Ieri mi ha molto colpito ascoltare un’omelia molto bella in cui il sacerdote metteva giustamente in guardia dal rischio di essere cristiani e cattolici solo in apparenza, svolgendo magari tutte le attività tipiche di un cattolico (processioni, novene, apostolato, servizi vari), ma conservando una mentalità del tutto opposta a quella del Vangelo. Egli affermava ciò a partire dal brano del Vangelo della s. Messa (Mc 10,32-45). Io sono certo che ciò vada interpretato in particolare alla luce dell’insegnamento di Gesù sui temi etici; mi riferisco ancora più specificamente al tema dell’indissolubilità del matrimonio. In altri termini, un cattolico non può non essere del tutto contrario all’adulterio e al divorzio. So bene che molti nella Chiesa e nel mondo la pensano diversamente, ma è molto triste illudersi di passare magari dall’ateismo alla fede con una serie di riserve. Se io decido di seguire Gesù, devo accettare di capovolgere del tutto e radicalmente il mio modo di pensare, per vivere secondo Gesù e non secondo il mondo. Ebbene, per confermare tutto ciò, stasera vi spedisco parte di un’omelia rivolta ai Vescovi italiani sempre da san Paolo VI, un mese dopo il drammatico referendum sul divorzio (12 e 13 maggio 1974).

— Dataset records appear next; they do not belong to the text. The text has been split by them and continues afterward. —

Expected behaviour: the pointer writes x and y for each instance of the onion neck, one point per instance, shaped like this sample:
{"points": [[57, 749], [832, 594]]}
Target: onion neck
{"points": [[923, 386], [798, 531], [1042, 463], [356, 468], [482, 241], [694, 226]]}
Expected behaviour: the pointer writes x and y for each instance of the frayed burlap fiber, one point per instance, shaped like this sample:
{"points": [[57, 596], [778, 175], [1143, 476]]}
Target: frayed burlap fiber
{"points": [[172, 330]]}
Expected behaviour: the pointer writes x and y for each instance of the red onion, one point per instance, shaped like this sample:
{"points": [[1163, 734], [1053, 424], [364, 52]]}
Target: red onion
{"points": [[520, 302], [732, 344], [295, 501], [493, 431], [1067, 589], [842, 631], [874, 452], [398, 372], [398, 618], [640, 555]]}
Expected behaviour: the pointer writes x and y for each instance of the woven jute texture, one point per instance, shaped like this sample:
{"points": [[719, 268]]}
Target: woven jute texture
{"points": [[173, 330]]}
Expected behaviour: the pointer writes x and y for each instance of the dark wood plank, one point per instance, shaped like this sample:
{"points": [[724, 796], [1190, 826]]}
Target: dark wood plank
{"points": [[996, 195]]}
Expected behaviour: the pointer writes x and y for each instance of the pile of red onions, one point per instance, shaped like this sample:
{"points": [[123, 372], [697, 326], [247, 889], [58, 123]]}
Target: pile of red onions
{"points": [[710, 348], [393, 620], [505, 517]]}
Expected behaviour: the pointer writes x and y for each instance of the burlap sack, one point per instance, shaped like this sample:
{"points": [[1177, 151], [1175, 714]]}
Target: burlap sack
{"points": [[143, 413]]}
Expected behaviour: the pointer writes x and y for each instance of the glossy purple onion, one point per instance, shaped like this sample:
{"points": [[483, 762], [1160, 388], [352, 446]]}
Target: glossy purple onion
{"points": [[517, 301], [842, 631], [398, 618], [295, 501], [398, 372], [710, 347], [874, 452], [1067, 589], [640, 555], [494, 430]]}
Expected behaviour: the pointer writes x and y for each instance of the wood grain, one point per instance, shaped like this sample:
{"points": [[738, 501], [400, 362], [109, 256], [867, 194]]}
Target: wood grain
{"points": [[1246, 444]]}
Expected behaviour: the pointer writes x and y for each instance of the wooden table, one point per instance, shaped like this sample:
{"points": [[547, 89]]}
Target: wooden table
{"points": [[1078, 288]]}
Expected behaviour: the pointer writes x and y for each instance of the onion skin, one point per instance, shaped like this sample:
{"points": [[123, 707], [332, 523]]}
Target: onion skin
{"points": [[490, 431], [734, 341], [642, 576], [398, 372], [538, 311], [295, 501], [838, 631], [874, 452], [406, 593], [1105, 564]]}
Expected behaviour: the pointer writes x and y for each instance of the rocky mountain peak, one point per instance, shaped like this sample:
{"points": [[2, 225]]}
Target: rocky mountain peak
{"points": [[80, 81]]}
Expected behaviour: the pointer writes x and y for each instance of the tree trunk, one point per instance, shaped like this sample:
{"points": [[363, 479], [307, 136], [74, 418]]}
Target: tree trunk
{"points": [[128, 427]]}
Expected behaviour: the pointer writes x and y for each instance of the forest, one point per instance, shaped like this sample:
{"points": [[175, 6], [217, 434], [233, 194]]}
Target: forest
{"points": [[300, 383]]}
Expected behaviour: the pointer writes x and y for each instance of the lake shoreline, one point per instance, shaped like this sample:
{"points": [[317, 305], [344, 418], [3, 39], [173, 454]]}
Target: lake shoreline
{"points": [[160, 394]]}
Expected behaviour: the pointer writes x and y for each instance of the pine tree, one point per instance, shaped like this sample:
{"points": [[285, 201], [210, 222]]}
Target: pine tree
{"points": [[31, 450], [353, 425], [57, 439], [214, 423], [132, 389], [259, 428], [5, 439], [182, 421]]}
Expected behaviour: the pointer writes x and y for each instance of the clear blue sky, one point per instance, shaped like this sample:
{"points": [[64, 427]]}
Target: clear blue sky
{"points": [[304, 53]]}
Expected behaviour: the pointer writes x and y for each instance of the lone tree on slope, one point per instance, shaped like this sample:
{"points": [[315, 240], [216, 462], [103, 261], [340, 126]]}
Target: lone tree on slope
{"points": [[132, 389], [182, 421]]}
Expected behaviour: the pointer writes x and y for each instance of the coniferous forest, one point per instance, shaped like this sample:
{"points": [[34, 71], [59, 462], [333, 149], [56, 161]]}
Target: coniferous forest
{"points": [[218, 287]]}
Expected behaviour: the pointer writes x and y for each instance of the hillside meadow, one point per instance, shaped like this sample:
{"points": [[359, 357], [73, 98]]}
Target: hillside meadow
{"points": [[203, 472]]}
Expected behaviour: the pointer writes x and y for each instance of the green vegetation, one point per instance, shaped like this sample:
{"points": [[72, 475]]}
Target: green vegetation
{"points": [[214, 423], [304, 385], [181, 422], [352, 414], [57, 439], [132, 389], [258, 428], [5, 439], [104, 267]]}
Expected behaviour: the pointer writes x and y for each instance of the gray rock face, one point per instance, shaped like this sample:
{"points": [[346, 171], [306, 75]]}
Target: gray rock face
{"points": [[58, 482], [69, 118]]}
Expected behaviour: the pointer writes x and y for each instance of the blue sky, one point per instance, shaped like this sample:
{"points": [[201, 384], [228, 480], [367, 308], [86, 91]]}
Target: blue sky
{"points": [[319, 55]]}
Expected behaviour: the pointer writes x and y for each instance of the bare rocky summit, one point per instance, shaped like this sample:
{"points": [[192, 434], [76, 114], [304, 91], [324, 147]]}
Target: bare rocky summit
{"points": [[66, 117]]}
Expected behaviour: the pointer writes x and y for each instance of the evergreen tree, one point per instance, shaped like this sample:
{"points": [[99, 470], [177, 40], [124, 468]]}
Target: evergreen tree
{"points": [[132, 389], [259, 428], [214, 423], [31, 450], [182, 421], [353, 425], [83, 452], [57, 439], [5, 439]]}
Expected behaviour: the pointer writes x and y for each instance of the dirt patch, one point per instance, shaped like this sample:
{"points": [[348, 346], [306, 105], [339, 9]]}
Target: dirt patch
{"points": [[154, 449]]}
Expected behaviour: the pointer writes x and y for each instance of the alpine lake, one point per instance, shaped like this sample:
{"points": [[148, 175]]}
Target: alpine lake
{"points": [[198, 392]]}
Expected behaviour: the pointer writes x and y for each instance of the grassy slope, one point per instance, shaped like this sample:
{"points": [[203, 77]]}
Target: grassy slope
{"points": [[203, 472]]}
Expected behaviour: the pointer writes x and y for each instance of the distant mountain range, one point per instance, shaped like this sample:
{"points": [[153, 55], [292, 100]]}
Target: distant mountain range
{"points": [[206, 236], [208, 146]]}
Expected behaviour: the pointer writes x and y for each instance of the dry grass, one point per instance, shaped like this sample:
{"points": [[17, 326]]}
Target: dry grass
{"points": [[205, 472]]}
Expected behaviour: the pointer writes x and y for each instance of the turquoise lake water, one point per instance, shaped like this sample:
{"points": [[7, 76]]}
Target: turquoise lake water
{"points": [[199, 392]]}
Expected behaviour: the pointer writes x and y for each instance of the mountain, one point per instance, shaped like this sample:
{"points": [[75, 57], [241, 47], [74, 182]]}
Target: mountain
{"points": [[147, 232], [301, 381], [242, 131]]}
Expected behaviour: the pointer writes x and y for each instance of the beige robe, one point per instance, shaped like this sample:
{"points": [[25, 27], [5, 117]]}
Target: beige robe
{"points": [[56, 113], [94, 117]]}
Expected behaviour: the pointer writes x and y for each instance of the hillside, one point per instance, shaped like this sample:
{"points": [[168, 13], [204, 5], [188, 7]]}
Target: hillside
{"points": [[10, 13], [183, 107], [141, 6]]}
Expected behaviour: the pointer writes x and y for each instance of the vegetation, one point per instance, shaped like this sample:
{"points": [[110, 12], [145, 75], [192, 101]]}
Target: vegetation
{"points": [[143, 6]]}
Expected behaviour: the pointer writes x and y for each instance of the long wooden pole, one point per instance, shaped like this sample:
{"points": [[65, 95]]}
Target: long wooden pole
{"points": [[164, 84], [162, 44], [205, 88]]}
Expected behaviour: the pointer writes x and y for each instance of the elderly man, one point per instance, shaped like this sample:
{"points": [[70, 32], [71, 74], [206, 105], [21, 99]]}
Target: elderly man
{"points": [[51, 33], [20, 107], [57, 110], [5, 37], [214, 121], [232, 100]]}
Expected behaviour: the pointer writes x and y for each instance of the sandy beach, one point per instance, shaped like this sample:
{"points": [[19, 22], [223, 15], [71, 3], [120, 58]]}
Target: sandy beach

«Abbiamo bisogno di unità, noi Vescovi per primi, che abbiamo la missione di promuoverla, di tutelarla, testimoniarla, di servirla, di viverla, nel circuito della fede e della carità (Cfr. Ef 4, 15-16).
Questo tema ci obbliga ad accennare, anche in questa sede tanto spirituale e serena, al risultato del recente Referendum, il quale ha procurato a noi la dolorosa conferma di vedere documentato quanti cittadini di codesto sempre dilettissimo Paese non siano stati solidali in un esperimento relativo a tema, l’indissolubilità del matrimonio, che avrebbe dovuto, per indiscutibili ragioni civili e religiose, trovarli assai più concordi e più comprensivi.
Noi non ne faremo per questo un argomento di ormai superate polemiche.
Faremo piuttosto un paterno appello agli ecclesiastici e religiosi, agli uomini di cultura e di azione, e a tanti carissimi fedeli e laici di educazione cattolica, i quali non hanno tenuto conto, in tale occasione, della fedeltà dovuta ad un esplicito comandamento evangelico, ad un chiaro principio di diritto naturale, ad un rispettoso richiamo di disciplina e comunione ecclesiale, tanto saggiamente enunciato da codesta Conferenza Episcopale e da noi stessi convalidato: li esorteremo tutti a dare testimonianza del loro dichiarato amore alla Chiesa e del loro ritorno alla piena comunione ecclesiale, impegnandosi con tutti i fratelli nella fede al vero servizio dell’uomo e delle sue istituzioni, affinché queste siano internamente sempre più animate da autentico spirito cristiano.
Noi esprimeremo l’augurio che un vigilante senso di personale e comunitaria responsabilità si alimenti negli animi di tutti, specialmente dei coniugi, di coloro cioè che hanno scelto lo stato coniugale per dare felicità e valore alle loro esistenze, e poi particolarmente di quanti hanno missione pastorale, educativa, o sociale nel popolo, e pregheremo Iddio che tale senso vitale rimanga inviolabile presidio e umanissimo vanto della famiglia italiana. Ed esortiamo perciò tutti coloro che hanno dovere e possibilità ad intensificare la loro opera per dare ai valori ed ai bisogni familiari sempre più sollecita ed adeguata assistenza» (S. PAOLO VI, Omelia s. Messa con i Vescovi italiani, 8-6-1974).
Ci tengo a precisare che non ignoro la debolezza di ogni uomo, ma una cosa è dire: “Sto peccando e chiedo perdono al Signore, un po’ alla volta aderirò al suo disegno”, altra cosa è affermare: “Decido io cosa è bene e cosa è male, per esempio sui temi relativi alla sessualità o alla bioetica”.